¹⁷ Histoire du commerce (HandelsHistorien) — Ouvrage à identifier précisément ; il peut s’agir du Dictionnaire universel de commerce de Jacques Savary des Bruslons (traduit et diffusé en Suède), ou d’un traité sur le commerce international alors en vogue dans les cercles marchands et intellectuels suédois.

¹⁸ Assesseur Braad et Sara Margaretha Kuhlman — Le Ass. Braad mentionné dans le post-scriptum est Christofer Henric Braad (1728-1781), marin, navigateur et écrivain suédois de renom. Officier de la Compagnie suédoise d’Extrême-Orient (Svenska Ostindiska Companiet), il avait commandé plusieurs expéditions vers la Chine. Son dernier voyage accompli, il s’installa à Norrköping pour rédiger ses mémoires, et c’est là qu’il fit la connaissance de Johan Kuhlman, dont il devint l’ami. Johan lui présenta alors sa jeune sœur cadette, Sara Margaretha Kuhlman (née en 1752), qu’il épousa en 1772, à peine un an avant que cette lettre soit écrite. Sara Margaretha était issue du second mariage du père de Johan, dont celui-ci avait pris la tutelle après la mort de leur père en 1771. Le couple eut trois enfants, dont un fils, Christofer Hinrich, qui deviendra Secrétaire Royal. La question posée par Lidén — « Les livres de l’assesseur Braad sont-ils bien revenus ? » — révèle que les ouvrages de Braad, très probablement ses journaux de bord ou notes de voyage qu’il mettait en forme pour ses mémoires, circulaient au sein de ce réseau lettré. Cette note permet de mesurer la densité des liens unissant les protagonistes de cette correspondance : Kuhlman est à la fois l’ami de Lidén, le beau-frère de Braad et le tuteur de sa propre sœur, dans un réseau mêlant commerce, culture et vie familiale.

¹⁹ Directeur des mines (Bergmästare Alstrin) — Fonctionnaire royal chargé de la supervision des mines dans un district minier (bergslag).
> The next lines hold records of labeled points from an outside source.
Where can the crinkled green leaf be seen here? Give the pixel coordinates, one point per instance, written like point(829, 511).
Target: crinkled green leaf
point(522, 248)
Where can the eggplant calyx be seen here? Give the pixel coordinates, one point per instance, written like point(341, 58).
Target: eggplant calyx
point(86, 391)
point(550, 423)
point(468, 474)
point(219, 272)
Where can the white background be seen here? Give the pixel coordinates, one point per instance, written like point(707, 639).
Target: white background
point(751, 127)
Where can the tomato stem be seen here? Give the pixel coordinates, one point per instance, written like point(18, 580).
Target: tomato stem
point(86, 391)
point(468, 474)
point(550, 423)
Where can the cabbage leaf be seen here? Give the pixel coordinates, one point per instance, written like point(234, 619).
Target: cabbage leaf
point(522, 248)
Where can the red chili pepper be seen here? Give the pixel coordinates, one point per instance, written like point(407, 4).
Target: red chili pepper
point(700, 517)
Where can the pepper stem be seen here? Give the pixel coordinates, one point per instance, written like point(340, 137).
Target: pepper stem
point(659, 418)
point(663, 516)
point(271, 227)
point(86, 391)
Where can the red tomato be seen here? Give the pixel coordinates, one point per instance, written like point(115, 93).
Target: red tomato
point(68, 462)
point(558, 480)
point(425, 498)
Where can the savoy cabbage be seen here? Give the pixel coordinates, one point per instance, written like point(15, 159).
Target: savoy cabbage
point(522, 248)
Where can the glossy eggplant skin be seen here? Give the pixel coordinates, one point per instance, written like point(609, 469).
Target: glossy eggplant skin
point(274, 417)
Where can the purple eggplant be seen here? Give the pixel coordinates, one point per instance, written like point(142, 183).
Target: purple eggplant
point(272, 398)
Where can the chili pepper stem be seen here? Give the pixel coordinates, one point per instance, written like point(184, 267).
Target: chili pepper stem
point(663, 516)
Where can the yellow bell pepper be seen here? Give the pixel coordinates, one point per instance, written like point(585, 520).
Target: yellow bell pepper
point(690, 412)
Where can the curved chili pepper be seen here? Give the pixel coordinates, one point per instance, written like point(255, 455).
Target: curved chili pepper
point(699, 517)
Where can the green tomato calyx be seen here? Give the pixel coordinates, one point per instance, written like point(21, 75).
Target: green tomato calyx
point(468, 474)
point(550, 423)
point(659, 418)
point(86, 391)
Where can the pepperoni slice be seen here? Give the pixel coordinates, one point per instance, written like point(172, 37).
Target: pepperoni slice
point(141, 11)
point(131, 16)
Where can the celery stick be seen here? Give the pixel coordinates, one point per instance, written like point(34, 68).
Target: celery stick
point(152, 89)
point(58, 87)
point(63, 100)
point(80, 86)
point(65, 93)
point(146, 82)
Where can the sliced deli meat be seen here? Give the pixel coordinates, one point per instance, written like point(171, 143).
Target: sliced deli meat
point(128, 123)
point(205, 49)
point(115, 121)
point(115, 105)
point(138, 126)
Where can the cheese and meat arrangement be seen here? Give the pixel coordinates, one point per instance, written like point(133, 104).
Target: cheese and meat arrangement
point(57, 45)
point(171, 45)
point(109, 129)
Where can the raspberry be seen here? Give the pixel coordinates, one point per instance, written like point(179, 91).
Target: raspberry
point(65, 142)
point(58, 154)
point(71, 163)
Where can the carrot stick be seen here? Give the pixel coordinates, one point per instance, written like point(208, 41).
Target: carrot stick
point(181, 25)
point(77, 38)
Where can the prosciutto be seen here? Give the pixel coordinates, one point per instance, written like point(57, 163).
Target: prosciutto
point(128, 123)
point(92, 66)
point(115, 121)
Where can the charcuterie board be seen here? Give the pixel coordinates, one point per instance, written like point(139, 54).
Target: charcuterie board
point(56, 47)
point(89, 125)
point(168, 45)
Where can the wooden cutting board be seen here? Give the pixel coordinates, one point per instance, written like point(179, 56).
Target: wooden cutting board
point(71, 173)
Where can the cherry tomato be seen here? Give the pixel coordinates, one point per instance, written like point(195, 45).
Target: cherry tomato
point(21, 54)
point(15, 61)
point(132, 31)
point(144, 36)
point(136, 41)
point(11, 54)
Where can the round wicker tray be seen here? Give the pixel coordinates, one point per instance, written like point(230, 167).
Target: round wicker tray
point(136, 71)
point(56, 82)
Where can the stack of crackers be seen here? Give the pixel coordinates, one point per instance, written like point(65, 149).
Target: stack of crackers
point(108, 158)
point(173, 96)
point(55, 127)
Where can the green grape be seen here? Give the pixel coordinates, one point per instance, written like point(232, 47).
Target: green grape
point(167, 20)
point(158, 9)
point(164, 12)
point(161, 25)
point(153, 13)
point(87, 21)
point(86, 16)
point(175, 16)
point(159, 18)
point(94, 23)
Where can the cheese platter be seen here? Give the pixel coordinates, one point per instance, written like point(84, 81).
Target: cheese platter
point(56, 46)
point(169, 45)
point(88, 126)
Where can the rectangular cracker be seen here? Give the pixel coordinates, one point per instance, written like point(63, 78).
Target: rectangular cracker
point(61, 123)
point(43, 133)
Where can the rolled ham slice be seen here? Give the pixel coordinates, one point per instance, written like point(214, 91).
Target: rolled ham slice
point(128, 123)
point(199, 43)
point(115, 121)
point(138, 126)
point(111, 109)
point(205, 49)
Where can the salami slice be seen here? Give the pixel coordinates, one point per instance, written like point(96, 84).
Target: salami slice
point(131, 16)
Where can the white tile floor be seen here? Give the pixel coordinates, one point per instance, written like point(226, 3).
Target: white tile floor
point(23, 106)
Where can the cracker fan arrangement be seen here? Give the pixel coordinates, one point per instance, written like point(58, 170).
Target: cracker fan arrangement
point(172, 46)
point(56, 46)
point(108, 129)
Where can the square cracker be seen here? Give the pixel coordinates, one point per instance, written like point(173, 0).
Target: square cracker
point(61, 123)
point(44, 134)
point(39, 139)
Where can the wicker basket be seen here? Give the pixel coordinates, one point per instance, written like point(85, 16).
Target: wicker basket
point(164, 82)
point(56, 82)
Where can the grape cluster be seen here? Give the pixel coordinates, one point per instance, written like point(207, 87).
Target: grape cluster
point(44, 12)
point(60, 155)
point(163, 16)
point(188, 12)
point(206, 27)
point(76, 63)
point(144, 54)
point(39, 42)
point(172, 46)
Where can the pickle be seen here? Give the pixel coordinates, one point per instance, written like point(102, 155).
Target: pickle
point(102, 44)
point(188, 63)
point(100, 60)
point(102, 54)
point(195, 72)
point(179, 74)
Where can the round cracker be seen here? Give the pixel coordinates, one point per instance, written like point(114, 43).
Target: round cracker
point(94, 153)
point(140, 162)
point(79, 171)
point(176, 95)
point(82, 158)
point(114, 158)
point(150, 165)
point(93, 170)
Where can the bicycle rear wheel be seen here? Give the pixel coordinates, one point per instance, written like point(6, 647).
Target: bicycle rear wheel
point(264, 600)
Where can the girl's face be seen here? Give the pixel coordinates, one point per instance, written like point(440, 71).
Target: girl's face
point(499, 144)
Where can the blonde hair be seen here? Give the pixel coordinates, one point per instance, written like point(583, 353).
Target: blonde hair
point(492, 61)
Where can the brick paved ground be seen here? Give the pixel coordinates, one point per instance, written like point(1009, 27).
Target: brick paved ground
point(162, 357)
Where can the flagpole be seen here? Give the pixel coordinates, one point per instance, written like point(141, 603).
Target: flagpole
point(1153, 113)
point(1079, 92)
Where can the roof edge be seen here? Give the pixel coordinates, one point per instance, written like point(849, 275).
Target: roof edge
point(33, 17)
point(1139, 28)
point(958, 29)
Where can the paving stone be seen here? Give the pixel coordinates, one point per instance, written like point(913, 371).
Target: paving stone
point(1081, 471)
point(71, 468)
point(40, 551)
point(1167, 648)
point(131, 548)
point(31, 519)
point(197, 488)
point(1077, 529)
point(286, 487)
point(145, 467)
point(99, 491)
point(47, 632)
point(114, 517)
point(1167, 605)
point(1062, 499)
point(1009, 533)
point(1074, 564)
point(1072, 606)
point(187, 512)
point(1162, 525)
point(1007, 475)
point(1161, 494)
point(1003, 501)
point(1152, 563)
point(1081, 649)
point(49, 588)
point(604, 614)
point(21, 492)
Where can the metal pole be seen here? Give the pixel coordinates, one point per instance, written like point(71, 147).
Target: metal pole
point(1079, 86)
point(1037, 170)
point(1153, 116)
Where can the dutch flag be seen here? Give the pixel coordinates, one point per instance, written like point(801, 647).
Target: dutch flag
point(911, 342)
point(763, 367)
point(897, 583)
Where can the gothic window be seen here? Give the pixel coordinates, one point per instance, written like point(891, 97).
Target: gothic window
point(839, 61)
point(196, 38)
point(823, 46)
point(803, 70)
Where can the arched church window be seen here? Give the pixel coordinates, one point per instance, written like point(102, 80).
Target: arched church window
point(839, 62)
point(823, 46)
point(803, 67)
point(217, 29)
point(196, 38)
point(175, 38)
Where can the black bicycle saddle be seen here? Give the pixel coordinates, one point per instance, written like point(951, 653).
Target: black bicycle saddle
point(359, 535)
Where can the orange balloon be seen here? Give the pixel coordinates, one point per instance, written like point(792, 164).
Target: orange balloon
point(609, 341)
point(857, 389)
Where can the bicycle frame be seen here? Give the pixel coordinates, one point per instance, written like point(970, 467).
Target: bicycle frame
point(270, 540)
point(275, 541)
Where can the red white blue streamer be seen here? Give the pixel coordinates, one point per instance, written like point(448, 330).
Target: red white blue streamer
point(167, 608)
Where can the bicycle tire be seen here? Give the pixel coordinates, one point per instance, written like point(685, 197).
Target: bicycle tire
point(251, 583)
La Suède du XVIIIe siècle était l’une des premières puissances minières européennes (fer, cuivre), et ce titre correspondait à une position influente et bien rémunérée.

²⁰ Jern — Nom propre (järn signifie « fer » en suédois), probablement un négociant lié à l’industrie métallurgique, dont la réputation à Norrköping est jugée favorable. Lidén, qui ne le connaît pas personnellement, le recommande indirectement à son correspondant sur la foi de son image en ville.

²¹ [Reçu le 19 janvier] — Note archivistique ajoutée par le destinataire (ou un archiviste ultérieur) indiquant la date d’arrivée. La lettre étant datée du 18 janvier et reçue le lendemain, le voyage postal entre Linköping et Norrköping — deux villes voisines distantes d’une quarantaine de kilomètres dans la province d’Östergötland — s’effectuait donc en une seule journée, témoignant de l’efficacité du service postal suédois de l’époque. Cela souligne aussi, par contraste, combien les plaintes de Lidén sur les routes impraticables sont éloquentes : le courrier passe, mais lui ne peut bouger.

Note linguistique générale — La lettre est écrite en suédois du XVIIIe siècle, caractérisé par une orthographe archaïsante : w pour v, æ pour ä, ø pour ö, th pour t. Cette graphie reflète l’état de la langue avant les grandes réformes orthographiques du XIXe siècle. Le style est vif, familier et elliptique, typique de la correspondance privée cultivée de l’époque des Lumières suédoises.